I still need to check the roof – the house is so tall the roof is really hard to see from the back yard. I may have to vault the fence and get a pair of binoculars out.

Ironically, we had Blue Raven solar look at the roof as part of their pre-install inspection, and they saw no problems. Might have to double check what’s going on up there before they put the solar panels in.

It could have been a lot worse. The storm actually started out as a tornado warning, as folks had spotted funnel clouds west of town as the storm rolled in. By the time it got to us, it was just a severe thunderstorm. It was plenty scary without the twisters.

Thursday, April 5, 2018

“Oh! Luncheon!”

Some weeks you’re the fat guy with the meat mincer, some weeks you’re the duck.

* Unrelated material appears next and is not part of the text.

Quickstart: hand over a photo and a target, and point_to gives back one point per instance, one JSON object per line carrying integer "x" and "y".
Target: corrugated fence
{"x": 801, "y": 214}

This week, I was the duck.

Lots of documents to do at work. Lots of revisions, and then Wednesday, lots of hurried revisions that spilled over into Thursday until about 11 am. I have more to do, but I’m sitting here feeling numb from all the work.

At last count, sixteen documents finished as much as they could be finished today. More to come next week, including those that got backlogged while I was working on the more exciting ones.

Two documents in particular got my attention yesterday, but in the typical roundabout way.

I should have suspected something was up when an operator came to find me Wednesday morning wondering about the status of a document. Found out a few hours later the entire plant was idled as they waited for this document to be revised. Found out a few hours after that, that there were two documents involved. But bonus of bonuses, in the wake of finishing one, the other just kinda finished itself.

Then I went this morning to send the documents to their owner for final approval, only to find twenty five (!) unresolved comments on one of them. I was able to put those off until next week and get the documents out.

And this is STILL better than journalism.